2. Oedipus and electra complex are never remembered by children.
3. A child whose parent was killed in a car crash may grow up with no memory of this event because he/she has simply pushed this into the unconscious and isn't aware of it at all.
Forgetting an appointment with the dentist or forgetting the name of a person you dislike are examples of repression.
Sometimes it is good to foget something, such as the pain you experience during a tooth extraction last year. Repression, however, becomes pathological when used too frequently. If you consistently forget important appointments or significant people in your life, then repression has begun to play a negative role for you.
-An individual may get rid of unpleasant feelings, thought, or desires by pretending that they never existed.
-In denial, the reality for an event that affected the person's ego unfavorably is simply rejected.
-For example, consider a young man's reaction to the death of his best friend from cancer. Rather than contend with the painful emotions that confronting his friend's death would evoke, he takes a matter-of-fact attitude toward the death and acts as though he is unaffected.
-Denial becomes more pathological when the person refuses to acknowledge that the event ever occurred. If the young man denies the fact that his friend died, then there could be concern about the loss of touch with reality. For some individuals, this loss of contact with reality reaches psychotic proportions. For example, a paranoid man refused to admit that he was married o his wife;in fact, he insisted that he had never seen her before.
-When using isolation, an individual separates feelings from actions.
Example:
1. A young man who is driving her sister to school meets an accident in which his sister is seriously injured. As she lies on the side of the road bleeding, he must respond to the crisis in a levelheaded manner, so he isolates his intense emotional reaction from taking care of the tasks at hand.
2. A child who has been beaten discusses the beatings without any display of emotions.
3. A patient who has had a finger severed in an accident describes the incident to this physician without any emotional reaction.
4. A child has the ability to explain traumatic events without the associated disturbing emotions, with passage of time.
-Undoing is used to protect the ego from feeling the guilt or remorse over an illicit desire or harmful action.
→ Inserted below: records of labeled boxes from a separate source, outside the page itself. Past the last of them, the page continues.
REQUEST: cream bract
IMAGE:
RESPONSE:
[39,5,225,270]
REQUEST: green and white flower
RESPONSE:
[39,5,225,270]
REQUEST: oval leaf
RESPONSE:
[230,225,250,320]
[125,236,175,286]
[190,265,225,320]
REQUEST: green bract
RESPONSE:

It refers to the ego's attempt to restore the individual to the state that existed before the need was expressed or the behavior occurred. This attempted restoration may take the form of counter-actions intended to reverse the sequence of events that led to trouble.
Examples:
1. After a fight, a ,an brings his wife out for a candle liht dinner.
2. When asked to recommend a friend for a job, a man makes comments which prevent the frien'd getting the position; a few days later, the man drops in to see his friend and brings him a small gift.
-In displacement, unacceptable feelings or impulses are shifted from the target of those feelings to someone or something that is more acceptable.
-In projection, a person attributes undesirable personal traits or feelings to someone else.
Example:
1. Individuals who have trouble getting along with others often "project" the difficulty onto others, perhaps perceiving acquaintances as being obnoxious when the flaw is their own.
2. A paranoid woman who is completely untrusting of others may contend that no one confides in her or initiates friendship with her.
-In rationalization, the ego finds a more acceptable reason to mask the potentially threatening "real" reason for a behavior.
regress- to return to an earlier and usually worse or less developed condition or state
-A person using regression reverts to behaviors that were more acceptable or more rewarding in childhood.
Example:
A middle-aged man enters a restaurant eagerly waiting a good meal. After twenty mintes of not being waited on, he pounds his fist on the table, yelling for someone to come and take his orders.
His behavior has regressed to what you might expect to see in a two-year-old child whose parent is late with lunch. The stress of his anger pangs has stimulated him to revert to an earlier way of responding.